Flexible boosting of accelerated failure time models
1 Institut für Medizininformatik, Biometrie und Epidemiologie, Friedrich-Alexander-Universität Erlangen-Nürnberg, Waldstraße 6, D-91054 Erlangen, Germany
2 Institut für Statistik, Ludwig-Maximilians-Universität München, Ludwigstraße 33, D-80539 München, Germany
BMC Bioinformatics 2008, 9:269 doi:10.1186/1471-2105-9-269Published: 6 June 2008
When boosting algorithms are used for building survival models from high-dimensional data, it is common to fit a Cox proportional hazards model or to use least squares techniques for fitting semiparametric accelerated failure time models. There are cases, however, where fitting a fully parametric accelerated failure time model is a good alternative to these methods, especially when the proportional hazards assumption is not justified.
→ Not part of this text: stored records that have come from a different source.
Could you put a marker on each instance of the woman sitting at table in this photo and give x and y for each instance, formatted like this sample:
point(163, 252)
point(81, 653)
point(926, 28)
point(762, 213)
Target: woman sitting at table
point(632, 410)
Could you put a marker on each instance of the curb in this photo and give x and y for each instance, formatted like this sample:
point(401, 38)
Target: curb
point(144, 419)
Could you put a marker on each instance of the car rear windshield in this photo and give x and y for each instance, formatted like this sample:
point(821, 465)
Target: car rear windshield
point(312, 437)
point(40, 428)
Boosting algorithms for the estimation of parametric accelerated failure time models have not been developed so far, since these models require the estimation of a model-specific scale parameter which traditional boosting algorithms are not able to deal with.
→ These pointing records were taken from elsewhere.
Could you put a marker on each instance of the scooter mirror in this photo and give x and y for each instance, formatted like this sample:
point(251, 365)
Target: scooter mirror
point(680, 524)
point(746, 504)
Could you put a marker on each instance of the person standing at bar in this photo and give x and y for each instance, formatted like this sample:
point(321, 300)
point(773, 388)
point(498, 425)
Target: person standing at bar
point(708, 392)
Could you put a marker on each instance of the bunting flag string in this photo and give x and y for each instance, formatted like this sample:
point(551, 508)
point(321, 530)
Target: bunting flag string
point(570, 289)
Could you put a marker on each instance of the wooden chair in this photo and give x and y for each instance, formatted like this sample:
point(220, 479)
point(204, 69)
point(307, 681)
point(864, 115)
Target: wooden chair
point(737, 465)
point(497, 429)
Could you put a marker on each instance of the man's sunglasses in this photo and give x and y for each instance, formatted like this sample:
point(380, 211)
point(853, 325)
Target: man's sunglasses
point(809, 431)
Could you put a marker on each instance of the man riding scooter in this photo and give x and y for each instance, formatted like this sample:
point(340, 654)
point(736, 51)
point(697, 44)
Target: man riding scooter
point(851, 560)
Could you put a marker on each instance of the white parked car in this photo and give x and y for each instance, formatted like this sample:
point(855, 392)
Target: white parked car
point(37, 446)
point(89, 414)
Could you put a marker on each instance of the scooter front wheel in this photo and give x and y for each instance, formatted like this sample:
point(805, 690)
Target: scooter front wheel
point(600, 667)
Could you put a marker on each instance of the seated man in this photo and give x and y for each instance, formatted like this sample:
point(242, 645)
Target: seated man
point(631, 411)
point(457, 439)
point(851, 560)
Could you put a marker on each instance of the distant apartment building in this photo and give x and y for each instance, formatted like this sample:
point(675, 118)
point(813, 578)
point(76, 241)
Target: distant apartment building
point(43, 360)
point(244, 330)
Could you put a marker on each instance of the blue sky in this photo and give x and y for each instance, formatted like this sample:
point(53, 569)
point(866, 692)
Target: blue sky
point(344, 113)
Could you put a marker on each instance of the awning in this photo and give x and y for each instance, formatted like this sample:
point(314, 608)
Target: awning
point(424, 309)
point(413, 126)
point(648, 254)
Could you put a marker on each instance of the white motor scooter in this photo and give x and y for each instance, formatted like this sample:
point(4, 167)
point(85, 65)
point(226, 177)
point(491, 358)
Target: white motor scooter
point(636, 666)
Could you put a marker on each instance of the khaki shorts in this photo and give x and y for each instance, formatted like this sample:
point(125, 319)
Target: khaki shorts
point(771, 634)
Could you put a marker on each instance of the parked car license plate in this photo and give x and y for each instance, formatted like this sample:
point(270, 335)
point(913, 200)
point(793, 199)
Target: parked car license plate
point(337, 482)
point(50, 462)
We introduce a new boosting algorithm for censored time-to-event data which is suitable for fitting parametric accelerated failure time models. Estimation of the predictor function is carried out simultaneously with the estimation of the scale parameter, so that the negative log likelihood of the survival distribution can be used as a loss function for the boosting algorithm. The estimation of the scale parameter does not affect the favorable properties of boosting with respect to variable selection.
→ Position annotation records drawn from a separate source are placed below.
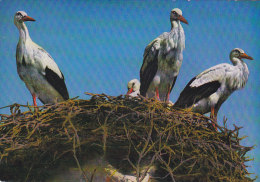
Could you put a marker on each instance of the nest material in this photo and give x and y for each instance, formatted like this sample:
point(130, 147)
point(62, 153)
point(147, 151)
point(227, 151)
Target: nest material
point(134, 135)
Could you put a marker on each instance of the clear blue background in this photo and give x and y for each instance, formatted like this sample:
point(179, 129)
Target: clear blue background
point(99, 47)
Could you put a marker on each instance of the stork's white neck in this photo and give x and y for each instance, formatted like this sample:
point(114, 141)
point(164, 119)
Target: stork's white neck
point(23, 31)
point(236, 61)
point(243, 72)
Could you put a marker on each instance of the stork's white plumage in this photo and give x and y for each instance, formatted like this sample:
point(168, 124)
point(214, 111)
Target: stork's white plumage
point(162, 60)
point(207, 91)
point(36, 67)
point(133, 87)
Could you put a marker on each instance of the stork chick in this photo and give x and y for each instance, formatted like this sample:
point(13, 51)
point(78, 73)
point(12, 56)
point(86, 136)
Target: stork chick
point(133, 87)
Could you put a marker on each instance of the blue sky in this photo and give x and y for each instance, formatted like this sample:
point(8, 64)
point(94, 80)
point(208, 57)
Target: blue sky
point(99, 46)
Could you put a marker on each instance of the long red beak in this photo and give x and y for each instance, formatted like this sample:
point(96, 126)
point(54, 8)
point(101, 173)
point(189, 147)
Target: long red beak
point(129, 91)
point(244, 55)
point(181, 18)
point(28, 18)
The analysis of a high-dimensional set of microarray data demonstrates that the new algorithm is able to outperform boosting with the Cox partial likelihood when the proportional hazards assumption is questionable. In low-dimensional settings, i.e., when classical likelihood estimation of a parametric accelerated failure time model is possible, simulations show that the new boosting algorithm closely approximates the estimates obtained from the maximum likelihood method.